ECB wins court's backing for buying government debt

Reuters

Published Dec 11, 2018 06:19AM ET

ECB wins court's backing for buying government debt

By Michele Sinner and Francesco Canepa

LUXEMBOURG/FRANKFURT (Reuters) - The European Central Bank won a landmark court case on Tuesday as the European Union's top judges backed its multi-trillion- euro purchases of government bonds after a complaint by a group of German eurosceptics.

The widely expected ruling defuses a legal battle that has dogged the ECB's stimulus policy for years and sets a key precedent for future decisions.
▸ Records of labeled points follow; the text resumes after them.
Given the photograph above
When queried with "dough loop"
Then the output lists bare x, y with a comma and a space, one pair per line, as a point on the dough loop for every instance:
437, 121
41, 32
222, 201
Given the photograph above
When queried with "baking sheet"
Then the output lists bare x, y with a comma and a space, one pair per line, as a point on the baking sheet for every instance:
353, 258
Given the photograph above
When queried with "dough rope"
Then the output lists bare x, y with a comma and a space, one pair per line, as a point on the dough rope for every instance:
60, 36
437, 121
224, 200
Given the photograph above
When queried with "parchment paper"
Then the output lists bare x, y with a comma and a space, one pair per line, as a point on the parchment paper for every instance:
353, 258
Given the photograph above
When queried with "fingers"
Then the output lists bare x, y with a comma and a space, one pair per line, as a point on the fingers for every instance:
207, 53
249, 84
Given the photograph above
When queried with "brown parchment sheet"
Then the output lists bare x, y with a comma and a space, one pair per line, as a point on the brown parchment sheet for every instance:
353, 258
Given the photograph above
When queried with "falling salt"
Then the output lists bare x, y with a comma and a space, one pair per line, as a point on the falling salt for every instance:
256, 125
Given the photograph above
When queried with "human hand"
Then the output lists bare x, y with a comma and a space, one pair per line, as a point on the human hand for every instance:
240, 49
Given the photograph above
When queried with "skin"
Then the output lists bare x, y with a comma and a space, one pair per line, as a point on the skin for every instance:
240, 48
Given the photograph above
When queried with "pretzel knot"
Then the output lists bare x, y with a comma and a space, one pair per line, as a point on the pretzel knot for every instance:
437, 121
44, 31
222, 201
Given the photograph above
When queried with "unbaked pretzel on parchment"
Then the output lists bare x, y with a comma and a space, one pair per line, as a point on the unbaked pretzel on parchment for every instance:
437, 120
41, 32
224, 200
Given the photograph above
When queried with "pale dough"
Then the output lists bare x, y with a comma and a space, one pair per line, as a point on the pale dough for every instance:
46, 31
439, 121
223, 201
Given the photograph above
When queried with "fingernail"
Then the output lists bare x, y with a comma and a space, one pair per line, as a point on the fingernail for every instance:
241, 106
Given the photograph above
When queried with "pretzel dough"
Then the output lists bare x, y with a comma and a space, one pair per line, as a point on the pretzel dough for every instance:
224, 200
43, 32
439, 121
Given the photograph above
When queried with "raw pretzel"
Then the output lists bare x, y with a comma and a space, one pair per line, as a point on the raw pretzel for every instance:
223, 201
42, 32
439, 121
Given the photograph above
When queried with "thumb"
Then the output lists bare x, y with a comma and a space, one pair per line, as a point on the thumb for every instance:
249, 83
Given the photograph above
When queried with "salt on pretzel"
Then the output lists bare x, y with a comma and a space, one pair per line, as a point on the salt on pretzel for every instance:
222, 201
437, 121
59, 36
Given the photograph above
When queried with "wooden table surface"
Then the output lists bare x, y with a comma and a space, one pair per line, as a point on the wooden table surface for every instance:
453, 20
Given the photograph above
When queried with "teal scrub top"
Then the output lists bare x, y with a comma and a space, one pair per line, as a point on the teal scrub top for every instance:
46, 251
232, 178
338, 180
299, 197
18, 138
The matter will now be sent back to Germany's constitutional court for a final verdict.

The Court of Justice of the European Union rejected arguments that the ECB was effectively bankrolling governments with its 2.1 trillion-euro ($2.39 trillion) Public-Sector Purchase Programme (PSPP), which is expected to stop at the end of this month.

"The Court... finds that the PSPP programme does not infringe the prohibition of monetary financing," the judges said in a press release.
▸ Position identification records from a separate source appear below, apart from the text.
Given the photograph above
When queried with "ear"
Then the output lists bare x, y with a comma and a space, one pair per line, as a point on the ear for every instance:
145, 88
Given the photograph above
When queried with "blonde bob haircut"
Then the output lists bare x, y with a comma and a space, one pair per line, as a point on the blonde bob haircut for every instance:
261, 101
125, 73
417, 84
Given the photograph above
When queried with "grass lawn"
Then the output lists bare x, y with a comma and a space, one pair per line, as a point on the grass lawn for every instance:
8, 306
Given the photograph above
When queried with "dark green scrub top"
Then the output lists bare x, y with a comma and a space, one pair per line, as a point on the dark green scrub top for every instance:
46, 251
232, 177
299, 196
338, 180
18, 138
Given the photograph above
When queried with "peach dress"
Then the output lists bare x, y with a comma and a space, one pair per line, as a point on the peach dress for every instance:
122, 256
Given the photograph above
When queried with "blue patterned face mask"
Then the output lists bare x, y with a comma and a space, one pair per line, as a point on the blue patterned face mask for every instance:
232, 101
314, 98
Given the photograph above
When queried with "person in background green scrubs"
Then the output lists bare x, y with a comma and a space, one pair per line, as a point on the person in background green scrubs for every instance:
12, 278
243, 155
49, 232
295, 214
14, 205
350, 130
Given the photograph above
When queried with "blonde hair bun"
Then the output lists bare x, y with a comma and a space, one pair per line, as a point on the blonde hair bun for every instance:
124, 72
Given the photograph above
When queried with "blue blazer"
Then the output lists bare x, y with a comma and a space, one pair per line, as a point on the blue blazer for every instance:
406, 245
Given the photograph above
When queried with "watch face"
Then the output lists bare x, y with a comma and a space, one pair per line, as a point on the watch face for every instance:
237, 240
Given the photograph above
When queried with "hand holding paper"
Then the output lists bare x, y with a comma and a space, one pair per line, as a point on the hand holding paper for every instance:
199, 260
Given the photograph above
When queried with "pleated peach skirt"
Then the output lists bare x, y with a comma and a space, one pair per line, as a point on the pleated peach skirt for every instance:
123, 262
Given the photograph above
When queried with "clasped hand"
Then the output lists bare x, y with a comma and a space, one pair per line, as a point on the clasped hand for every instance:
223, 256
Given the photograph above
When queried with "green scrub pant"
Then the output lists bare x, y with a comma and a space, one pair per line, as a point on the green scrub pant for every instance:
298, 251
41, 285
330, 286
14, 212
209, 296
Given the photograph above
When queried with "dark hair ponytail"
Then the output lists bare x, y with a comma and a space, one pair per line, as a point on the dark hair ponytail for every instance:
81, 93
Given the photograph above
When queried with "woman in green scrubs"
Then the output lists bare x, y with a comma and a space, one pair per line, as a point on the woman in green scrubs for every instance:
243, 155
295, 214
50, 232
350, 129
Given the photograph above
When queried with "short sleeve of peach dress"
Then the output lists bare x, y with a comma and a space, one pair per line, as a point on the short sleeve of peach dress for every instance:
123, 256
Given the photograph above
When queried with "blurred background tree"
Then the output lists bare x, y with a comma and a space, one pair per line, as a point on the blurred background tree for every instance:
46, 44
Their ruling had been requested by Germany's constitutional court in Karlsruhe, which said there was good reason to think the plan exceeded the ECB’s mandate and violated a ban on it funding governments.
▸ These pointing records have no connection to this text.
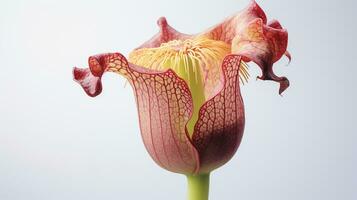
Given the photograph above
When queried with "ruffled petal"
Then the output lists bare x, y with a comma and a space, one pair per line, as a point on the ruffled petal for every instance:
219, 129
255, 40
164, 108
264, 45
165, 34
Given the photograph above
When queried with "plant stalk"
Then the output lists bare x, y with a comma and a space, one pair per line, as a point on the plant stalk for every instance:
198, 186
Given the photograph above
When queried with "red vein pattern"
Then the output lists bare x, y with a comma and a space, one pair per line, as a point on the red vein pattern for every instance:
165, 102
164, 107
219, 129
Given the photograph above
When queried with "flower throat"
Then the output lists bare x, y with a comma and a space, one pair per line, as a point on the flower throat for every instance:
188, 58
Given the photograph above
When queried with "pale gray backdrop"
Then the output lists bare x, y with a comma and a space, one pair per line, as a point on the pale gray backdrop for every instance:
56, 143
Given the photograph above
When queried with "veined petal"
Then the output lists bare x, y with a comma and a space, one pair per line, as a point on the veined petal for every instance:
219, 129
164, 107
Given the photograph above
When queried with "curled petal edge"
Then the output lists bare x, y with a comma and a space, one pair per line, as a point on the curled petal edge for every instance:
178, 152
164, 107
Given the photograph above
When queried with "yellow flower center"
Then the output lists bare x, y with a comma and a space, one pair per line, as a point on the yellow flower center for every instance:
189, 59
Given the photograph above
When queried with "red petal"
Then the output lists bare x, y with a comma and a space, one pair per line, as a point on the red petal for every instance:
164, 107
254, 40
264, 45
166, 34
219, 129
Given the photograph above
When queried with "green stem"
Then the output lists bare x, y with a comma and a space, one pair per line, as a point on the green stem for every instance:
198, 187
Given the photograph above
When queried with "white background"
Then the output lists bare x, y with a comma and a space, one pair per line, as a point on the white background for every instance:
57, 143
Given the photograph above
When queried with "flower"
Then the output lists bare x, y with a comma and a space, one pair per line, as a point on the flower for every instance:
187, 86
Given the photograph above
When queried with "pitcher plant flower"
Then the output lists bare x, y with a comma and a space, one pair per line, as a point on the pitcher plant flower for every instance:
187, 89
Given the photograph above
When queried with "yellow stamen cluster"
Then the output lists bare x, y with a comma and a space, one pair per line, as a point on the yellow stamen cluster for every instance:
188, 58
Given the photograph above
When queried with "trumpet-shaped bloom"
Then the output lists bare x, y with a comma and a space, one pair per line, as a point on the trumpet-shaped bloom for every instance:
187, 86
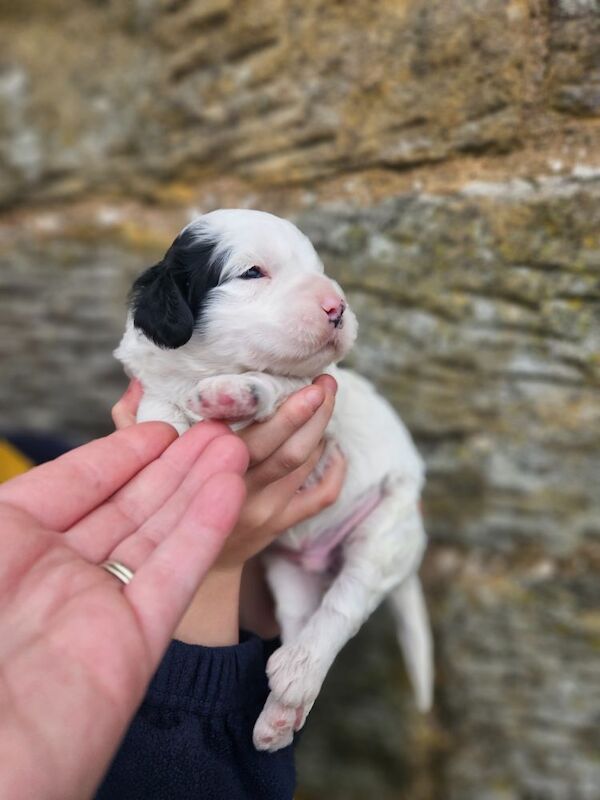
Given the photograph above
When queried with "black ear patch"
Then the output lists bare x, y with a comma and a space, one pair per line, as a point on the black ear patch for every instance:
167, 300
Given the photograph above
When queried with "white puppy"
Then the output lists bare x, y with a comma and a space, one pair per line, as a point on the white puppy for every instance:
236, 317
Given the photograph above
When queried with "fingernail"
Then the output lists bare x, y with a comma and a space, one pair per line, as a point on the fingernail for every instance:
314, 398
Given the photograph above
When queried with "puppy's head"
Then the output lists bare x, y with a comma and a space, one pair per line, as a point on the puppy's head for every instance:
245, 289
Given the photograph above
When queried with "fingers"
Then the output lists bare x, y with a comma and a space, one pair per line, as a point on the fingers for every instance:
264, 438
62, 491
165, 584
95, 536
315, 498
124, 410
296, 449
225, 454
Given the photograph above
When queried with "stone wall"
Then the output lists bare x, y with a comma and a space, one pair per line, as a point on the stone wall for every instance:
444, 157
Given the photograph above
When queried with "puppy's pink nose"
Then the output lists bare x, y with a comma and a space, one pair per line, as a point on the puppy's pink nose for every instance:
334, 307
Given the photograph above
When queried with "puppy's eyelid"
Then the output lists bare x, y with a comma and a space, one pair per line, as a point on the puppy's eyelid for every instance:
254, 272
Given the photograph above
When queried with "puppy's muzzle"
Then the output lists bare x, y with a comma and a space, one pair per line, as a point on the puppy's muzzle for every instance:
335, 313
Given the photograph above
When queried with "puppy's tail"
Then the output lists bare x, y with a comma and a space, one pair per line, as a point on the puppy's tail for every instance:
414, 637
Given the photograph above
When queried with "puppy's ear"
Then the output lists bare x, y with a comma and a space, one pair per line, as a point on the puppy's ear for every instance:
160, 305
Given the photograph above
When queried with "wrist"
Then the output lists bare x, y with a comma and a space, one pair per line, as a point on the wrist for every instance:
212, 618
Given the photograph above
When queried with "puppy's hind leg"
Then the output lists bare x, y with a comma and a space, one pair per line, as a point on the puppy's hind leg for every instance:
381, 553
297, 593
414, 636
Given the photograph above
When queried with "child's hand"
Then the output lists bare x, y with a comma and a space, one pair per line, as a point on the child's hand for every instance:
283, 452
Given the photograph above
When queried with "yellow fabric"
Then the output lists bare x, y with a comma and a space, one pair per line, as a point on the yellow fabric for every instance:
12, 462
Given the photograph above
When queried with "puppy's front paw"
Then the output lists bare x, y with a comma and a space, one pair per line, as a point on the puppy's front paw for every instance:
225, 397
276, 725
295, 676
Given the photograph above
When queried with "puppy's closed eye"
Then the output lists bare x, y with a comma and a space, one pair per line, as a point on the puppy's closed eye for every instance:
253, 272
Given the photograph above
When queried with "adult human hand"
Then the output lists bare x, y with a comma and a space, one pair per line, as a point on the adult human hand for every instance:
78, 648
283, 452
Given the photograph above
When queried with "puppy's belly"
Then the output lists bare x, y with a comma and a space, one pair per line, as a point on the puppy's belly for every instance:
321, 550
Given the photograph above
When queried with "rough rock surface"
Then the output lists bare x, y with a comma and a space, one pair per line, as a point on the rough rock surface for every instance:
445, 159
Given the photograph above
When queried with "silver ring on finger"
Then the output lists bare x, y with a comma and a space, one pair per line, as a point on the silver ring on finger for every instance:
119, 571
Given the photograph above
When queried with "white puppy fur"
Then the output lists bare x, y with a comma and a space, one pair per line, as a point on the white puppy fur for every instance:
237, 316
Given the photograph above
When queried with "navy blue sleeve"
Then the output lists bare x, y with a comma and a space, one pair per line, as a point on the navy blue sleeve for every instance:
192, 735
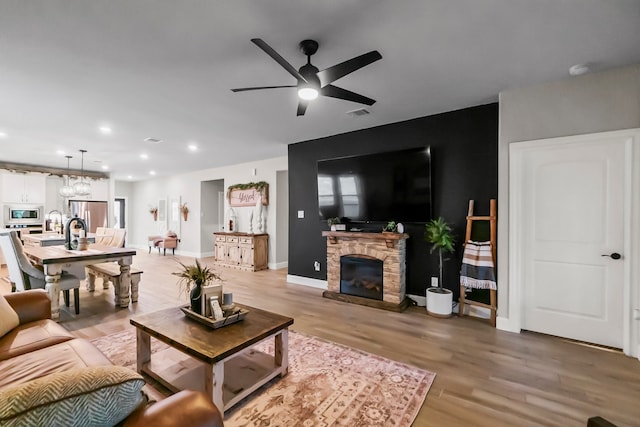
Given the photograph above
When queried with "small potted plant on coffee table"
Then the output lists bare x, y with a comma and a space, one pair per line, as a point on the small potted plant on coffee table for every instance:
192, 278
391, 227
439, 234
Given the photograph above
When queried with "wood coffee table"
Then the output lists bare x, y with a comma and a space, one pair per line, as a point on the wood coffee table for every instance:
221, 362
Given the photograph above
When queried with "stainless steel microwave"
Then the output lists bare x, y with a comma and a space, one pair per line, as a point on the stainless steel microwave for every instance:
23, 214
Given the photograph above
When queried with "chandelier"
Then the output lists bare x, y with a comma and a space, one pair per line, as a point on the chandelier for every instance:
67, 190
82, 187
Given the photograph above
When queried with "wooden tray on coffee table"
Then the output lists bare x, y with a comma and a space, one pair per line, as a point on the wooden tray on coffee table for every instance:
212, 323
"This ruling is unambiguous," said Christoph Schalast, a law professor at the Frankfurt School of Finance & Management. "The German constitutional court faces a difficult decision because its legal opinion was rejected pretty unequivocally by the European Court."

The EU's court batted back the argument that the ECB was endangering taxpayers' money, noting the bulk of any loss on a government's bond would fall on its national central bank.

This feature of the PSPP was the key precondition to overcome German resistance to beginning the programme in 2015, but it may limit the ECB's options when devising new policy tools.

While Berlin stood behind the ECB in Karlsruhe, it still made its support conditional on limits to the potential exposure of the Bundesbank to losses elsewhere.

Following an opinion submitted by the Italian government, the EU court did not admit a question over whether the ECB could change the way losses are distributed if a government fails to repay.

Three of the complainants slammed the European ruling as "a provocation".

"(The EU court) dismissed the objections of the highest German court, inasmuch as it even took them into consideration, in a manner that can only be described as a provocation," entrepreneurs Heinrich Weiss, Patrick Adenauer and Juergen Heraeus, said in a joint statement.